Number one. It's above salary, right? Above any raises. It's above benefits. It's above more autonomy. It's above the environment at work, like having a fun work environment, the number one reason people said they wanted to be here or go there was because of the trust, the confidence they had in leadership.
You already touched on the first one. Being trustworthy is so important because safety is so important, right? People want to be in a safe environment. Their psychological safety, which is not the same as trust, right? Not the same kind of safety that trust brings, but they are connected. Trust is about how we view each other, how we relate to each other, and that does have a part to play in our psychological safety. So trust is important in that matter as well. And I really believe that the type of influence we have on situations or people is related to trust. If we want to have a positive influence, then people have to be able to have confidence in us.
They have to be able to trust us. And lastly, we talked about relationships before. Relationships are kind of this glue that holds everything together, right? Ideally, the way that we relate to each other matters a great deal on the amount of influence we're going to have.
We talked about that in detail. What often hinders this connection is a lack of trust. And without trust, then our efforts quickly disintegrate, and you've probably seen it.
It turns into kind of a confrontational or a competition rather than all of us pulling together and moving the same direction. All of those kinds of things hinge on trust. It's extremely important.
And it's hard to separate it. If you've lost trust or lost faith in a leader, it's in one setting. Let's say it's only on one project or one situation. It's hard to separate that from another project or another situation because that feeling of trust or distrust carries through in that whole relationship.
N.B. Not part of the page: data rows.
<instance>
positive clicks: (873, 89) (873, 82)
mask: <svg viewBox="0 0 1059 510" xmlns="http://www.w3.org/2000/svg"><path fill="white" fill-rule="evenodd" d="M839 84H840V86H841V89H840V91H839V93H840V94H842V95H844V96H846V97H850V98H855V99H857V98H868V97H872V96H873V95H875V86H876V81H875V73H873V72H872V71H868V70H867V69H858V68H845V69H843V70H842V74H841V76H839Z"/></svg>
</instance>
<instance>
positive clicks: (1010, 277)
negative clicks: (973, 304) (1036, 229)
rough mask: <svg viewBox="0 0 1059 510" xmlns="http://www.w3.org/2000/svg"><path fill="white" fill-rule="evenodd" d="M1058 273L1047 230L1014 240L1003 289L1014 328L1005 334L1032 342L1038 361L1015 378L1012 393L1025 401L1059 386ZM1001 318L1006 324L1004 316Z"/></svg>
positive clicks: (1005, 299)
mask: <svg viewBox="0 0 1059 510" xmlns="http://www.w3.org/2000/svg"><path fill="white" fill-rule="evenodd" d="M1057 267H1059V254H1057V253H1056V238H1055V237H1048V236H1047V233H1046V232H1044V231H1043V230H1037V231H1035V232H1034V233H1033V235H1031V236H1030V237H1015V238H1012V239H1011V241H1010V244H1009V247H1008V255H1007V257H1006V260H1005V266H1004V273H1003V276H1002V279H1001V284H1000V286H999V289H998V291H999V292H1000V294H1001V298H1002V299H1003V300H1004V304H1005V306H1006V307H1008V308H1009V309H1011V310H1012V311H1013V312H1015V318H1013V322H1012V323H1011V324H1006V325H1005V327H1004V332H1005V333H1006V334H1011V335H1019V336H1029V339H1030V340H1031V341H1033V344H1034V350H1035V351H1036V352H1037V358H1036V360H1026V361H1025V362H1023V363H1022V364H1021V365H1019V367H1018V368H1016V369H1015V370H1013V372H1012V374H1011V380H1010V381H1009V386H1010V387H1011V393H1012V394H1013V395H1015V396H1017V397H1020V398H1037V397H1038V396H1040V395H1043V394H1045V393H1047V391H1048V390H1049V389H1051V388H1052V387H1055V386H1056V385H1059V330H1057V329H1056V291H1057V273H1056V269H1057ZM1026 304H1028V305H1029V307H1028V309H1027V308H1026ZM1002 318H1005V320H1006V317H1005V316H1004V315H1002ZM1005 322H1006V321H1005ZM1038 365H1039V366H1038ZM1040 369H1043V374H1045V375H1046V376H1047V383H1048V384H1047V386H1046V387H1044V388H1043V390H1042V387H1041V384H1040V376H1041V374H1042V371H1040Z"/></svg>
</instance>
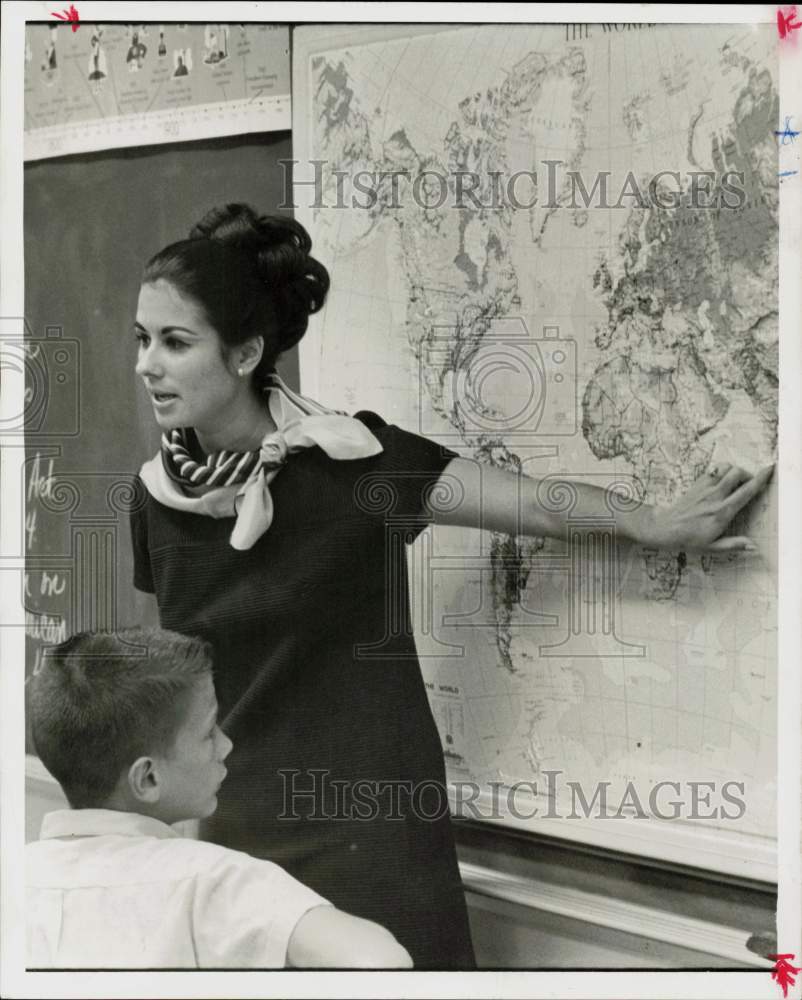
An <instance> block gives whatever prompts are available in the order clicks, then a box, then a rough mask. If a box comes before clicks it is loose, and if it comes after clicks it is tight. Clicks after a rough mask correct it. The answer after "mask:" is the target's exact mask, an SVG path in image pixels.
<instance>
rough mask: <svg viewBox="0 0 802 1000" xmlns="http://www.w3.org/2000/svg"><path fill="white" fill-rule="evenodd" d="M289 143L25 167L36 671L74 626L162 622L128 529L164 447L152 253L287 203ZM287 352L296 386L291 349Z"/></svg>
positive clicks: (26, 273) (174, 150)
mask: <svg viewBox="0 0 802 1000" xmlns="http://www.w3.org/2000/svg"><path fill="white" fill-rule="evenodd" d="M290 158H291V149H290V136H289V133H287V132H277V133H270V134H260V135H250V136H247V137H241V138H234V139H219V140H212V141H208V142H198V143H191V144H176V145H172V146H164V145H162V146H158V147H151V148H145V149H138V150H125V151H114V152H110V153H101V154H92V155H83V156H73V157H64V158H60V159H53V160H44V161H40V162H37V163H34V164H29V165H28V166H26V169H25V182H24V184H25V186H24V198H25V207H24V223H25V319H26V338H25V344H24V345H22V344H20V345H19V354H20V359H19V360H20V364H22V365H24V367H25V373H26V409H25V429H26V463H25V477H24V481H23V482H22V483H21V484H20V488H21V489H22V490H23V491H24V493H25V498H26V505H27V506H26V556H27V562H26V565H27V572H26V574H25V575H24V578H23V584H22V586H23V588H24V592H25V593H24V606H25V609H26V677H28V678H29V677H30V676H32V674H33V673H34V672H35V671H36V670H37V669H38V667H39V665H40V663H41V661H42V656H43V651H44V650H45V649H46V648H47V647H48V646H50V645H52V644H53V643H54V642H58V641H60V640H62V639H64V638H66V636H68V635H70V634H71V633H73V632H75V631H79V630H81V629H104V630H107V629H114V628H117V627H123V626H126V625H134V624H155V621H154V620H153V616H154V611H153V605H152V602H149V601H148V600H147V599H146V598H144V597H143V596H142V595H139V594H138V593H137V592H136V591H135V590H134V587H133V579H132V577H133V564H132V555H131V549H130V539H129V530H128V513H129V510H130V506H131V504H132V503H134V502H136V498H135V496H134V491H133V479H134V475H135V473H136V472H137V471H138V469H139V467H140V465H141V464H142V462H143V461H144V460H145V459H147V458H149V457H150V456H152V455H153V454H154V453H155V452H156V450H157V448H158V428H157V427H156V424H155V422H154V420H153V417H152V413H151V410H150V406H149V405H148V403H147V400H146V398H145V395H144V393H143V392H142V391H141V389H140V388H139V387H138V386H137V384H136V382H137V380H136V377H135V375H134V363H135V355H136V345H135V340H134V337H133V334H132V323H133V319H134V315H135V310H136V300H137V295H138V292H139V279H140V275H141V272H142V268H143V266H144V263H145V262H146V260H147V259H148V258H149V257H150V256H151V255H152V254H153V253H155V252H156V251H157V250H159V249H161V248H162V247H163V246H165V245H167V244H168V243H170V242H172V241H174V240H177V239H181V238H182V237H184V236H186V234H187V232H188V230H189V228H190V226H191V225H192V224H193V223H194V222H195V221H197V219H198V218H200V217H201V215H202V214H203V213H204V212H205V211H206V210H208V209H209V208H211V207H212V206H214V205H218V204H221V203H226V202H233V201H244V202H247V203H249V204H252V205H254V206H255V207H257V208H258V209H259V210H261V211H276V210H277V209H278V207H279V205H280V204H281V203H282V202H283V201H284V198H283V190H284V181H285V173H284V171H285V166H284V165H282V164H281V163H280V162H279V161H282V160H289V159H290ZM287 166H289V165H287ZM279 367H280V370H281V373H282V375H283V376H284V378H285V379H286V380H287V381H288V383H289V384H290V385H295V386H297V384H298V373H297V358H296V355H295V352H293V353H292V354H288V355H287V356H286V357H285V358H283V359H282V361H281V362H280V364H279ZM28 748H29V750H30V749H31V748H32V747H31V743H30V739H29V740H28Z"/></svg>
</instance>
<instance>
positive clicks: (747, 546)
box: [707, 535, 757, 552]
mask: <svg viewBox="0 0 802 1000" xmlns="http://www.w3.org/2000/svg"><path fill="white" fill-rule="evenodd" d="M707 551H708V552H732V551H737V552H756V551H757V545H755V543H754V542H753V541H752V540H751V539H749V538H747V537H746V536H745V535H733V536H732V537H731V538H719V540H718V541H717V542H712V543H711V544H710V545H708V546H707Z"/></svg>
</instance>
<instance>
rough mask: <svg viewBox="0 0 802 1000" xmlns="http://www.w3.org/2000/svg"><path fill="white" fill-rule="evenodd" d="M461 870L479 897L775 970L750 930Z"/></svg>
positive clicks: (511, 878) (516, 875)
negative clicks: (747, 948) (763, 953)
mask: <svg viewBox="0 0 802 1000" xmlns="http://www.w3.org/2000/svg"><path fill="white" fill-rule="evenodd" d="M460 872H461V873H462V881H463V885H464V886H465V889H466V890H467V891H469V892H473V893H476V894H477V895H479V896H485V897H490V898H492V899H500V900H504V901H505V902H508V903H516V904H518V905H519V906H525V907H527V908H529V909H532V910H539V911H541V912H545V913H554V914H558V915H559V916H562V917H568V918H570V919H571V920H578V921H580V922H581V923H586V924H587V923H590V924H595V925H596V926H598V927H607V928H610V929H612V930H616V931H621V932H622V933H624V934H632V935H633V936H635V937H641V938H650V939H652V940H654V941H661V942H663V943H665V944H671V945H675V946H677V947H680V948H688V949H690V950H692V951H698V952H702V953H704V954H706V955H716V956H717V957H719V958H725V959H729V960H732V961H735V962H738V963H740V964H743V965H752V966H756V967H758V968H761V969H767V968H771V962H769V961H768V960H767V959H763V958H760V957H759V956H758V955H755V954H753V953H752V952H750V951H747V948H746V942H747V939H748V938H749V937H750V936H751V935H750V933H749V932H748V931H743V930H738V929H737V928H734V927H726V926H722V925H719V924H715V923H711V922H709V921H705V920H698V919H696V918H693V917H685V916H681V915H679V914H676V913H668V912H666V911H664V910H657V909H654V908H653V907H649V906H642V905H640V904H638V903H630V902H628V901H626V900H623V899H617V898H615V897H614V896H600V895H597V894H595V893H591V892H584V891H582V890H581V889H573V888H570V887H568V886H561V885H556V884H554V883H553V882H543V881H540V880H538V879H530V878H523V877H521V876H520V875H511V874H508V873H506V872H499V871H495V870H493V869H491V868H486V867H484V866H483V865H476V864H473V863H471V862H464V861H461V862H460Z"/></svg>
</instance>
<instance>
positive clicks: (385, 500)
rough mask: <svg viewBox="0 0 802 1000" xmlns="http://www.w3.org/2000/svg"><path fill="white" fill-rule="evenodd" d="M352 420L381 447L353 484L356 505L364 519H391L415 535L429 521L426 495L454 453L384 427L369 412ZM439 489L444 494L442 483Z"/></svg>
mask: <svg viewBox="0 0 802 1000" xmlns="http://www.w3.org/2000/svg"><path fill="white" fill-rule="evenodd" d="M356 416H357V418H358V419H359V420H361V421H362V422H363V423H364V424H365V425H366V426H367V427H368V428H369V429H370V430H371V431H372V432H373V434H375V436H376V437H377V438H378V440H379V442H380V443H381V445H382V448H383V449H384V450H383V451H382V453H381V454H380V455H376V456H375V457H374V458H372V459H370V460H369V462H366V463H365V467H366V468H365V471H364V472H363V473H362V474H361V475H360V477H359V478H358V480H357V482H356V484H355V488H354V498H355V500H356V504H357V507H358V508H359V509H360V510H361V511H362V512H363V513H364V514H366V515H367V516H368V517H370V518H373V519H383V520H385V521H396V522H398V523H399V526H405V527H407V528H408V529H409V531H410V533H411V535H413V536H414V535H417V534H418V533H419V532H420V531H422V530H423V528H424V527H426V524H427V522H428V520H429V518H428V517H427V515H426V514H425V510H426V501H427V499H428V497H429V494H430V492H431V490H432V488H433V487H434V486H435V484H436V483H438V482H439V481H441V477H442V475H443V472H444V470H445V468H446V466H447V465H448V464H449V462H451V460H452V459H454V458H457V457H458V455H457V453H456V452H454V451H451V449H449V448H445V447H443V446H442V445H440V444H438V443H437V442H435V441H431V440H430V439H429V438H425V437H421V436H420V435H418V434H411V433H410V432H409V431H405V430H402V429H401V428H400V427H396V426H395V425H392V424H386V423H385V422H384V421H383V420H382V419H381V418H380V417H377V416H376V414H374V413H366V412H363V413H358V414H357V415H356ZM443 486H444V489H445V490H446V491H448V484H447V482H445V483H443ZM403 522H406V523H405V524H404V523H403Z"/></svg>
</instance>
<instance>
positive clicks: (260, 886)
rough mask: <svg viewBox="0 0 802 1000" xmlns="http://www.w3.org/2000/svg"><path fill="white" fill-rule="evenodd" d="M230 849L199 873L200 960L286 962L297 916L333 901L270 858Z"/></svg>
mask: <svg viewBox="0 0 802 1000" xmlns="http://www.w3.org/2000/svg"><path fill="white" fill-rule="evenodd" d="M228 853H229V854H230V857H228V858H226V859H225V860H223V861H221V862H219V863H218V864H217V865H215V866H214V867H213V868H212V870H211V871H209V872H208V873H205V874H203V875H199V876H198V877H197V882H198V884H197V891H196V892H195V896H194V902H193V911H192V923H193V937H194V941H195V949H196V956H197V961H198V965H199V966H200V967H201V968H207V969H214V968H221V969H222V968H229V969H245V968H251V969H280V968H283V967H284V966H285V965H286V964H287V946H288V945H289V942H290V937H291V936H292V932H293V931H294V930H295V927H296V925H297V924H298V921H299V920H300V919H301V917H302V916H303V915H304V914H305V913H308V912H309V910H312V909H314V908H315V907H317V906H330V905H331V904H330V903H329V902H328V900H326V899H324V898H323V897H322V896H319V895H318V894H317V893H316V892H314V891H313V890H312V889H309V888H308V887H307V886H305V885H304V884H303V883H301V882H299V881H298V880H297V879H295V878H293V877H292V876H291V875H289V874H288V873H287V872H285V871H284V869H283V868H280V867H279V866H278V865H275V864H273V863H272V862H270V861H260V860H258V859H257V858H252V857H250V856H249V855H246V854H239V853H238V852H234V851H232V852H228Z"/></svg>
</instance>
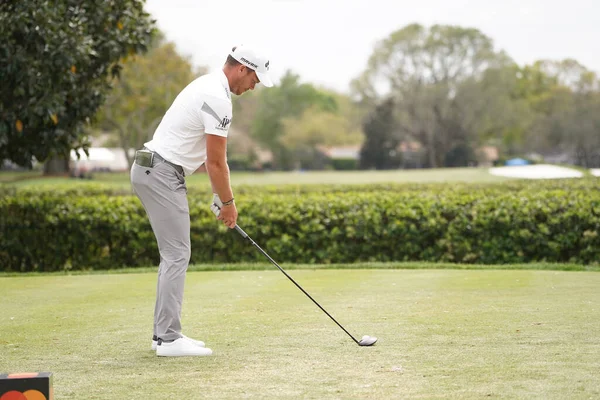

Right. I think what's important for us to remember, and it's a heavy concept, is that our trustworthiness increases or decreases with every encounter. Like you just said, people build trust in us over time with the encounters that we have, the decisions that we make that affect them or that they see affect other people or situations. And sometimes, right, we make a bad decision, right? And trust is eroded a little bit. So what's key is consistency over time, ensuring that we are always considering are we trustworthy. Can people find confidence in us and in this context, in our leadership?
So we're all human. What happens when we're inconsistent, when we break trust, when we've made a bad choice? What can we do to build that trust back up?
Let's make that today's action, okay? So when we do, when we do, because we all have, when we do, let's be transparent about it, right? Let's admit, I apologize, I'm sorry, in this situation, and we need to be specific, right?
In this situation, in this interaction, I did this and that was not helpful or that was wrong or I, you know, whatever it may be. Let's be honest about what happened and recognize that trust has been eroded, that we are not as trustworthy in their eyes as we should be or as we were before. That's the first step. We don't want to stop there though, because I don't want to be the individual who just goes around apologizing for what I've done wrong, right? So the second step is very important. We need to make another commitment and we need to keep it, right?